Un addio inaspettato, un fulmine a ciel sereno che ha scosso l’ambiente, non solo politico. Un annuncio dal sapore di sconfitta quello che i media di tutto il mondo hanno riportato nei giorni scorsi: ci riferiamo alle dimissioni di Nicolas Hulot, che ha lasciato la carica di ministro dell’Ambiente francese. L’ex numero 3 del governo di Emmanuel Macron martedì scorso ha annunciato pubblicamente il suo dietrofront, dopo soli 14 mesi di lavoro, nel contesto di una trasmissione radiofonica. Una notizia che ha sorpreso gli addetti ai lavori e non, soprattutto se si considerano le modalità scelte per comunicare la notizia. L’ex politico ha reso pubblica la sua decisione senza avvisare anticipatamente né Macron né il primo ministro Edouard Philippe. Le parole scelte per motivare l’addio, inoltre, hanno il sapore di arresa e amarezza: “In questi mesi – ha argomentato Hulot – mi sono sentito solo. Sono stati compiuti dei piccoli passi in Francia, ma non sufficienti”. Una decisione che cela un allarme nel settore green: se una personalità del calibro di Hulot, uno dei più famosi attivisti francesi oltre che membro popolare del governo, è arrivato a prendere questa decisione, significa che qualcosa sta andando storto. Ha fatto storcere il naso a molti sentire che il volto (e l’anima) di molte campagne ecologiste abbia alzato bandiera bianca a battaglia “appena” cominciata.

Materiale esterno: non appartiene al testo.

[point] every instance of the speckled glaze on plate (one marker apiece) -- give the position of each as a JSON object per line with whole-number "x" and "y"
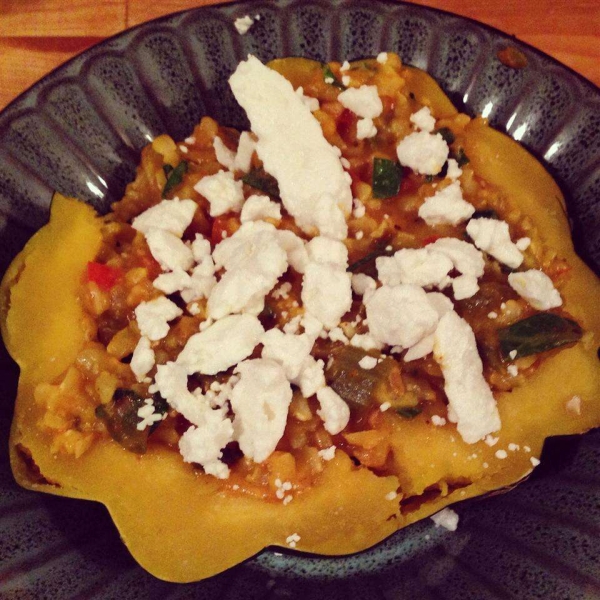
{"x": 80, "y": 130}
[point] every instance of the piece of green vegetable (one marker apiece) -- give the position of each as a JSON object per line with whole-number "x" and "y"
{"x": 538, "y": 333}
{"x": 366, "y": 264}
{"x": 447, "y": 134}
{"x": 387, "y": 177}
{"x": 328, "y": 75}
{"x": 409, "y": 412}
{"x": 261, "y": 180}
{"x": 174, "y": 176}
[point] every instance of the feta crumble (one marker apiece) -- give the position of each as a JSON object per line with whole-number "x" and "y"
{"x": 472, "y": 404}
{"x": 291, "y": 144}
{"x": 446, "y": 518}
{"x": 423, "y": 152}
{"x": 535, "y": 287}
{"x": 493, "y": 236}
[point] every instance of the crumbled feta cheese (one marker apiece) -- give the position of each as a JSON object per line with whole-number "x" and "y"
{"x": 291, "y": 144}
{"x": 446, "y": 206}
{"x": 438, "y": 421}
{"x": 469, "y": 395}
{"x": 225, "y": 156}
{"x": 260, "y": 207}
{"x": 327, "y": 453}
{"x": 153, "y": 317}
{"x": 254, "y": 261}
{"x": 326, "y": 293}
{"x": 203, "y": 444}
{"x": 441, "y": 304}
{"x": 222, "y": 345}
{"x": 222, "y": 191}
{"x": 289, "y": 351}
{"x": 168, "y": 250}
{"x": 422, "y": 266}
{"x": 142, "y": 359}
{"x": 334, "y": 411}
{"x": 311, "y": 103}
{"x": 454, "y": 171}
{"x": 493, "y": 236}
{"x": 574, "y": 405}
{"x": 362, "y": 284}
{"x": 367, "y": 362}
{"x": 423, "y": 152}
{"x": 537, "y": 288}
{"x": 400, "y": 315}
{"x": 325, "y": 250}
{"x": 464, "y": 286}
{"x": 174, "y": 216}
{"x": 423, "y": 119}
{"x": 446, "y": 518}
{"x": 365, "y": 129}
{"x": 147, "y": 415}
{"x": 243, "y": 24}
{"x": 260, "y": 402}
{"x": 363, "y": 101}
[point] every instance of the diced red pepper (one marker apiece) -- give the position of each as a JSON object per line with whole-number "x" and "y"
{"x": 104, "y": 276}
{"x": 223, "y": 224}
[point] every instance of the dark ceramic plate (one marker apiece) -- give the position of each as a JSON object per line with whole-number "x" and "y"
{"x": 80, "y": 130}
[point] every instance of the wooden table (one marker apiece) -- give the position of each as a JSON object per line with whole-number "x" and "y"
{"x": 38, "y": 35}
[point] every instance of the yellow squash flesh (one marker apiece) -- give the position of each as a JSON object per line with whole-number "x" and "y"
{"x": 176, "y": 521}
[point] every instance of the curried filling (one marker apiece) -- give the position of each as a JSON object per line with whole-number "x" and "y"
{"x": 338, "y": 279}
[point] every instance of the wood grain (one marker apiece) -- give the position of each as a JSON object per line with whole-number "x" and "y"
{"x": 38, "y": 35}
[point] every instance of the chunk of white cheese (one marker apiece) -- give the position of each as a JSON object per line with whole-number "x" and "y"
{"x": 446, "y": 207}
{"x": 171, "y": 215}
{"x": 222, "y": 345}
{"x": 400, "y": 315}
{"x": 423, "y": 119}
{"x": 334, "y": 412}
{"x": 168, "y": 250}
{"x": 291, "y": 144}
{"x": 537, "y": 288}
{"x": 471, "y": 403}
{"x": 222, "y": 191}
{"x": 326, "y": 293}
{"x": 421, "y": 266}
{"x": 423, "y": 152}
{"x": 325, "y": 250}
{"x": 363, "y": 101}
{"x": 259, "y": 207}
{"x": 142, "y": 359}
{"x": 260, "y": 402}
{"x": 153, "y": 317}
{"x": 493, "y": 236}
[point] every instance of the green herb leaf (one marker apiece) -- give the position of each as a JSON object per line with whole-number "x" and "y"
{"x": 541, "y": 332}
{"x": 460, "y": 157}
{"x": 447, "y": 134}
{"x": 328, "y": 74}
{"x": 366, "y": 264}
{"x": 175, "y": 176}
{"x": 387, "y": 177}
{"x": 409, "y": 412}
{"x": 261, "y": 180}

L’altra campana, quella del governo Macron, si è aggrappata proprio sul fattore “tempistiche”: se da una parte l’ormai ex ministro dell’Ambiente denunciava un operato sul fronte clima e sostenibilità non sufficiente, dall’altra parte hanno spiegato come sia impossibile apportare cambiamenti significativi in un anno. Hulot, nel corso delle sue dichiarazioni in radio, ha messo in luce anche altre problematiche, non soltanto relative al periodo di lavoro. “Ho un po’ di influenza, ma non ho né potere né mezzi. La Francia, l’Europa e il mondo intero non stanno facendo abbastanza”. Un’altra parte della sua dichiarazione è forse quella più allarmante: Hulot ha denunciato addirittura la presenza di lobby nella cerchia del potere, in riferimento a una riunione di giorni fa all’Eliseo con la presenza dei rappresentanti della Federazione dei cacciatori (ai quali è stata riconosciuta una riduzione dei costi necessari per avere il permesso di caccia, oltre a una revisione della lista delle specie animali da cacciare).

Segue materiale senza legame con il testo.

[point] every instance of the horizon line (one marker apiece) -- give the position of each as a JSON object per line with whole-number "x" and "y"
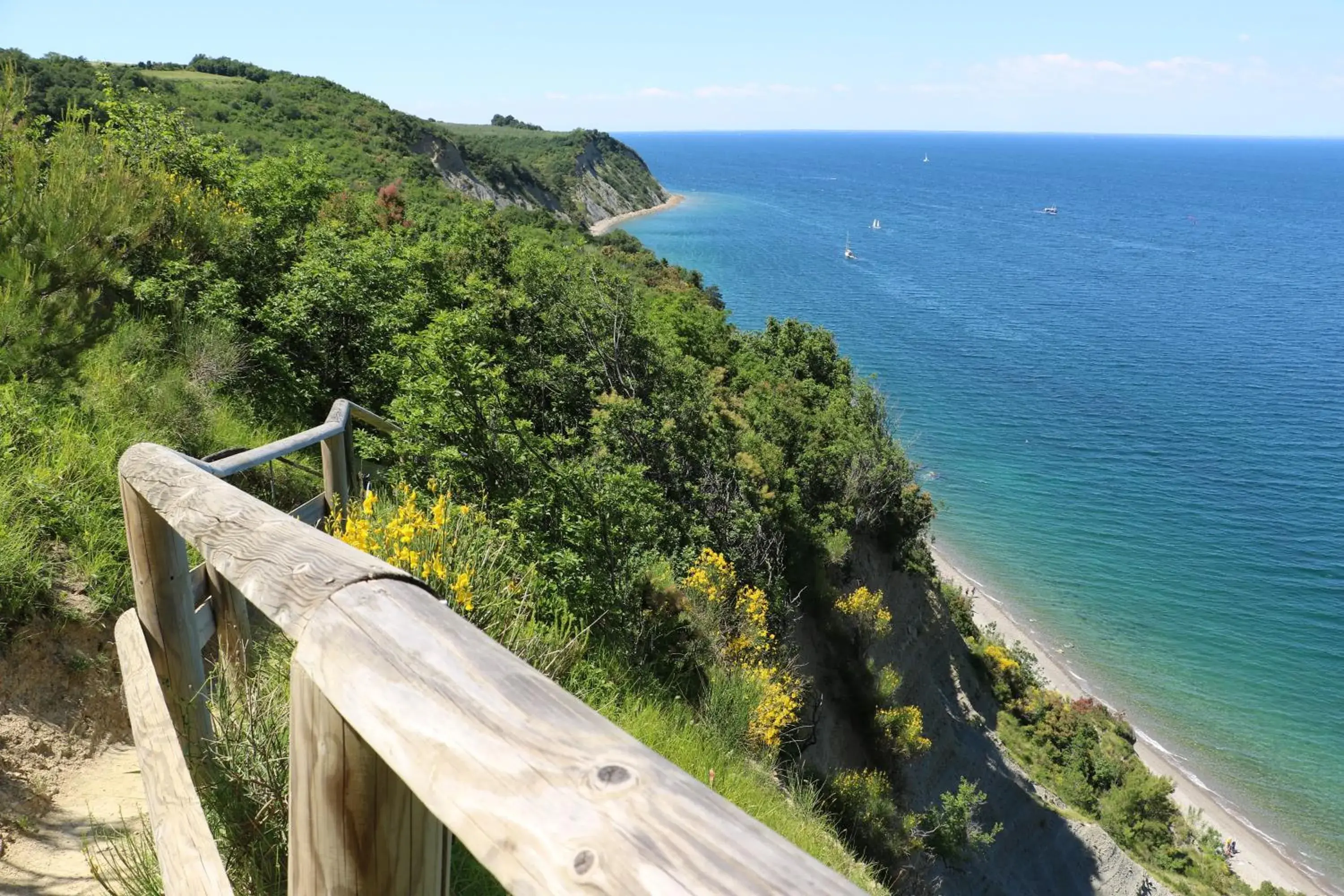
{"x": 964, "y": 132}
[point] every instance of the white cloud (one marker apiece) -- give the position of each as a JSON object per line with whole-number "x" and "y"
{"x": 715, "y": 92}
{"x": 1062, "y": 72}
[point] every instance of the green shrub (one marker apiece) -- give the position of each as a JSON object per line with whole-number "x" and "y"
{"x": 952, "y": 829}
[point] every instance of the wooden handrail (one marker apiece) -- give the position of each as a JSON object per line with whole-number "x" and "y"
{"x": 406, "y": 718}
{"x": 189, "y": 857}
{"x": 546, "y": 793}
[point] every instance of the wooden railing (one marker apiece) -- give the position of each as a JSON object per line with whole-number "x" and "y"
{"x": 406, "y": 722}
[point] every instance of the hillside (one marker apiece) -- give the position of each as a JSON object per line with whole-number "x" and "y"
{"x": 582, "y": 177}
{"x": 711, "y": 535}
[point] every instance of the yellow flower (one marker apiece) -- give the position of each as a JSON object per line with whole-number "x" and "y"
{"x": 866, "y": 607}
{"x": 463, "y": 589}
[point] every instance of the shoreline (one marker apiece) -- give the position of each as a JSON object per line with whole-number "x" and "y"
{"x": 1258, "y": 856}
{"x": 616, "y": 221}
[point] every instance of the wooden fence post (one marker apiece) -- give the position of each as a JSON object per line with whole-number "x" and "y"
{"x": 354, "y": 825}
{"x": 166, "y": 607}
{"x": 336, "y": 470}
{"x": 233, "y": 628}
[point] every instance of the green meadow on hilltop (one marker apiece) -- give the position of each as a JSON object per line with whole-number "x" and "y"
{"x": 594, "y": 465}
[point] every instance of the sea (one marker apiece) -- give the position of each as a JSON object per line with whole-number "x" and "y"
{"x": 1131, "y": 413}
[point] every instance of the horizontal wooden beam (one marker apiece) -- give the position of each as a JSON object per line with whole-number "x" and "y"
{"x": 205, "y": 622}
{"x": 547, "y": 794}
{"x": 189, "y": 859}
{"x": 284, "y": 567}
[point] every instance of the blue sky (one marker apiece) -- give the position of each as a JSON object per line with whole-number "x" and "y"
{"x": 1182, "y": 66}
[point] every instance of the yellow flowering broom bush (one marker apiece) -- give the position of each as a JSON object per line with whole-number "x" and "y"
{"x": 737, "y": 621}
{"x": 867, "y": 612}
{"x": 470, "y": 564}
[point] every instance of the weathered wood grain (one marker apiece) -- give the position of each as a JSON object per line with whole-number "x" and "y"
{"x": 229, "y": 610}
{"x": 187, "y": 855}
{"x": 164, "y": 599}
{"x": 546, "y": 793}
{"x": 354, "y": 827}
{"x": 336, "y": 422}
{"x": 281, "y": 566}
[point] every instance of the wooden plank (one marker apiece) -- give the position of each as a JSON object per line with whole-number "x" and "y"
{"x": 336, "y": 473}
{"x": 281, "y": 566}
{"x": 203, "y": 620}
{"x": 369, "y": 418}
{"x": 354, "y": 827}
{"x": 187, "y": 855}
{"x": 546, "y": 793}
{"x": 164, "y": 601}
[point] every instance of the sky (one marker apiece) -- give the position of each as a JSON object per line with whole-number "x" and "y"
{"x": 1143, "y": 66}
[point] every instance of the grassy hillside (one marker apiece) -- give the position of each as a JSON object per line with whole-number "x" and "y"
{"x": 594, "y": 465}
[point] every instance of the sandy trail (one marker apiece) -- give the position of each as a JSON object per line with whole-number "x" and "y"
{"x": 49, "y": 859}
{"x": 1257, "y": 859}
{"x": 616, "y": 221}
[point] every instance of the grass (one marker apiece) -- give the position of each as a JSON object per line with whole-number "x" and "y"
{"x": 791, "y": 808}
{"x": 61, "y": 527}
{"x": 202, "y": 78}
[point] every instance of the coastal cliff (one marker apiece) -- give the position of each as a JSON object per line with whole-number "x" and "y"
{"x": 581, "y": 177}
{"x": 1041, "y": 849}
{"x": 650, "y": 501}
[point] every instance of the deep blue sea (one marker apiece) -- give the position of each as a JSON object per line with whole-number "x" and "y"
{"x": 1133, "y": 409}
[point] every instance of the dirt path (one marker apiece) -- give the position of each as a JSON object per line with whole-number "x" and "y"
{"x": 64, "y": 755}
{"x": 49, "y": 857}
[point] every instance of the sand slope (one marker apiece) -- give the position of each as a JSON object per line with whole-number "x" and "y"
{"x": 1257, "y": 859}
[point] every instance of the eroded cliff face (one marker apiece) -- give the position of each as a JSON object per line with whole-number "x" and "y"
{"x": 448, "y": 162}
{"x": 1039, "y": 851}
{"x": 609, "y": 179}
{"x": 608, "y": 187}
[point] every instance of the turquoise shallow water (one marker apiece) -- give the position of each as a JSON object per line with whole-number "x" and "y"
{"x": 1135, "y": 409}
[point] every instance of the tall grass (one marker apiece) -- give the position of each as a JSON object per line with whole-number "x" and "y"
{"x": 61, "y": 527}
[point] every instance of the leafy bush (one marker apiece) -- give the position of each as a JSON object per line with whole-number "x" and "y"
{"x": 952, "y": 831}
{"x": 472, "y": 566}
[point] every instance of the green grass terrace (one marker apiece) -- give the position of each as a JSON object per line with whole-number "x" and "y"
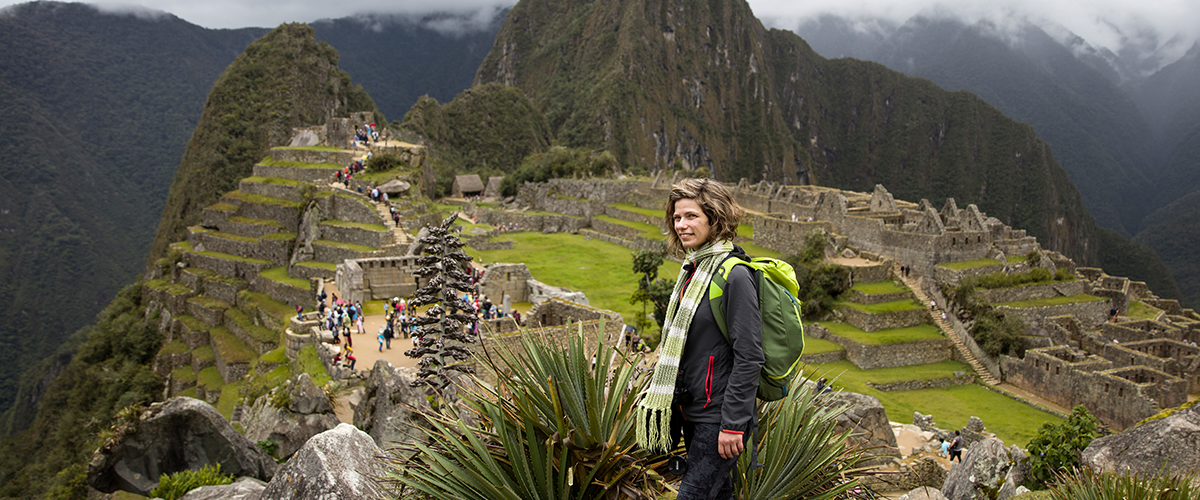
{"x": 1051, "y": 301}
{"x": 271, "y": 162}
{"x": 883, "y": 307}
{"x": 1139, "y": 309}
{"x": 963, "y": 265}
{"x": 880, "y": 288}
{"x": 1012, "y": 421}
{"x": 883, "y": 337}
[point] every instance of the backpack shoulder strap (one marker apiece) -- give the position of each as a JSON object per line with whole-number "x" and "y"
{"x": 717, "y": 290}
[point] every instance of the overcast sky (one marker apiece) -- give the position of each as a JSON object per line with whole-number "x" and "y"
{"x": 1103, "y": 23}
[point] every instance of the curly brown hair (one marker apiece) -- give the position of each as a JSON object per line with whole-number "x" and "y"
{"x": 724, "y": 214}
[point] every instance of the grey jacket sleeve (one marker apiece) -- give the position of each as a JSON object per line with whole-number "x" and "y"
{"x": 741, "y": 303}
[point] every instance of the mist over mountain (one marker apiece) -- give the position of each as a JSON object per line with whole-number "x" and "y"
{"x": 399, "y": 59}
{"x": 1095, "y": 128}
{"x": 96, "y": 108}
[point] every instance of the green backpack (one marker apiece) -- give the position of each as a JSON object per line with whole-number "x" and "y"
{"x": 783, "y": 335}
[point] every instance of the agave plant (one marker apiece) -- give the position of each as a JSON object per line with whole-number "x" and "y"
{"x": 802, "y": 455}
{"x": 1086, "y": 485}
{"x": 557, "y": 425}
{"x": 441, "y": 332}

Altri esempi di impegno che non stanno avendo l’adeguato seguito? Guardando in “casa”, il dietrofront del governo in merito all’obiettivo di ridurre il parco del nucleare al 50% entro il 2025; considerando la questione ad ampio raggio, i negoziati con l’Ue sui pesticidi. E ancora le scarse garanzie ambientali legate al Ceta o le controversie sul divieto di utilizzo del glifosato nelle coltivazioni. Insomma, tanti pezzi di un puzzle che non s’incontrano: l’ex ministro in solitaria (o quasi) cerca di metterli insieme, ma altri, in realtà, lo vogliono scomporre. Che Hulot si sia sentito un moderno Don Chisciotte?

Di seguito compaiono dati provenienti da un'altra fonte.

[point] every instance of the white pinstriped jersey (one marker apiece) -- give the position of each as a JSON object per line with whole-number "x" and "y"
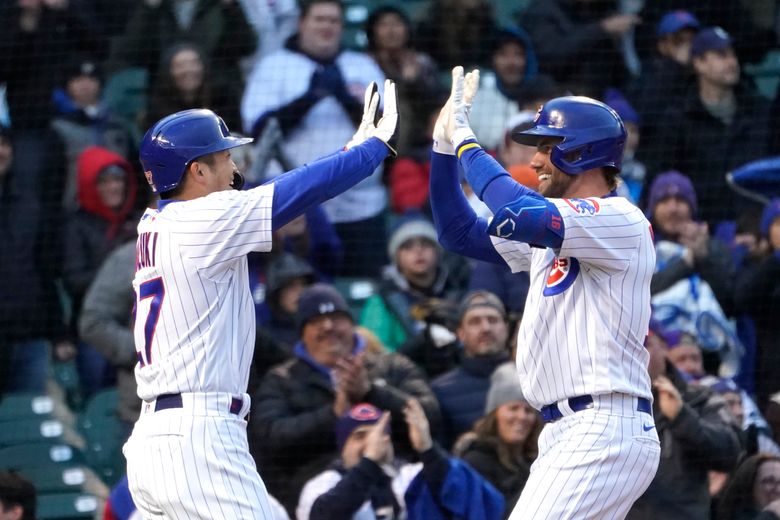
{"x": 195, "y": 321}
{"x": 588, "y": 306}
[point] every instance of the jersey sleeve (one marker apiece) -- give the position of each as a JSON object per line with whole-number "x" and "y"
{"x": 606, "y": 233}
{"x": 222, "y": 226}
{"x": 517, "y": 255}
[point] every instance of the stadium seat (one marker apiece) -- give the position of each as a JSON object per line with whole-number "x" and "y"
{"x": 67, "y": 506}
{"x": 64, "y": 478}
{"x": 34, "y": 429}
{"x": 39, "y": 454}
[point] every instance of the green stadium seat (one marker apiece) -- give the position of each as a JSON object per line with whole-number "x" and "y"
{"x": 356, "y": 291}
{"x": 125, "y": 92}
{"x": 14, "y": 407}
{"x": 39, "y": 428}
{"x": 104, "y": 436}
{"x": 39, "y": 454}
{"x": 67, "y": 506}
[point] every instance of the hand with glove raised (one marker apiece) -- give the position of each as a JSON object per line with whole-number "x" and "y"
{"x": 453, "y": 121}
{"x": 387, "y": 126}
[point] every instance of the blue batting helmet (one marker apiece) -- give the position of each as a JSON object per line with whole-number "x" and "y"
{"x": 592, "y": 134}
{"x": 177, "y": 140}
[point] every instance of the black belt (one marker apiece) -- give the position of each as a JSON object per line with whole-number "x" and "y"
{"x": 166, "y": 401}
{"x": 552, "y": 413}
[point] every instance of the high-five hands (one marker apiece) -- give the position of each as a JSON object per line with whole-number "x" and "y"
{"x": 452, "y": 126}
{"x": 387, "y": 126}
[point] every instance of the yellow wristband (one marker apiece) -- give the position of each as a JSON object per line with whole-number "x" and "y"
{"x": 467, "y": 146}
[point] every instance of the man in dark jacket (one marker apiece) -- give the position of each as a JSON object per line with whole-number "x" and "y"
{"x": 483, "y": 332}
{"x": 568, "y": 33}
{"x": 30, "y": 315}
{"x": 757, "y": 292}
{"x": 368, "y": 481}
{"x": 294, "y": 411}
{"x": 721, "y": 124}
{"x": 105, "y": 323}
{"x": 697, "y": 435}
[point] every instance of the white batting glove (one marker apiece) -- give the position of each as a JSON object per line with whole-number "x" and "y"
{"x": 463, "y": 91}
{"x": 444, "y": 129}
{"x": 387, "y": 126}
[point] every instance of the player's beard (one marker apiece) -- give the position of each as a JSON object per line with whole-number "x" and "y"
{"x": 557, "y": 186}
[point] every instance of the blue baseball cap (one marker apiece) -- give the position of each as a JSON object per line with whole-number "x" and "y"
{"x": 710, "y": 39}
{"x": 678, "y": 20}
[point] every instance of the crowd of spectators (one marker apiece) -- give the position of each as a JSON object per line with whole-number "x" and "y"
{"x": 380, "y": 408}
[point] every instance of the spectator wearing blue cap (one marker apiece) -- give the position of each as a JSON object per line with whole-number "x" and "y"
{"x": 633, "y": 171}
{"x": 720, "y": 124}
{"x": 684, "y": 246}
{"x": 758, "y": 293}
{"x": 416, "y": 275}
{"x": 297, "y": 404}
{"x": 665, "y": 74}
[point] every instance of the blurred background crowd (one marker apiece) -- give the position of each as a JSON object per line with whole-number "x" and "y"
{"x": 421, "y": 333}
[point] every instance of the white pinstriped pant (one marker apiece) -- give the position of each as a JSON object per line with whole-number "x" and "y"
{"x": 194, "y": 463}
{"x": 592, "y": 464}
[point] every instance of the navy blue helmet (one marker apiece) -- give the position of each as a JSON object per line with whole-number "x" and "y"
{"x": 591, "y": 134}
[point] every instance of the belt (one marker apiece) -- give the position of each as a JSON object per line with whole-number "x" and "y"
{"x": 552, "y": 413}
{"x": 166, "y": 401}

Valutando i fatti, viene facile domandarsi se la lotta al riscaldamento globale e le operazioni a difesa della biodiversità siano realmente tra le priorità del governo francese (e di molti stati europei, Italia compresa). Macron si era proposto di diventare il portabandiera della difesa degli Accordi di Parigi sulla lotta al riscaldamento globale, ma dopo la bufera Hulot le parole del Presidente della Repubblica Francese hanno cominciato a suscitare perplessità. D’altro canto, va detto che Macron si è detto soddisfatto dell’operato di Hulot auspicandone il supporto attraverso nuove forme. È solo apparenza? Si tratta di réclame da campagna elettorale dichiararsi vicini alle tematiche e alle problematiche ambientali? La prima parte della partita per l’ambiente, nonostante il top player schierato, non è andata come auspicato. Non resta che sperare nel secondo tempo e in un sostituto all’altezza che abbia il sostegno di tutta la squadra.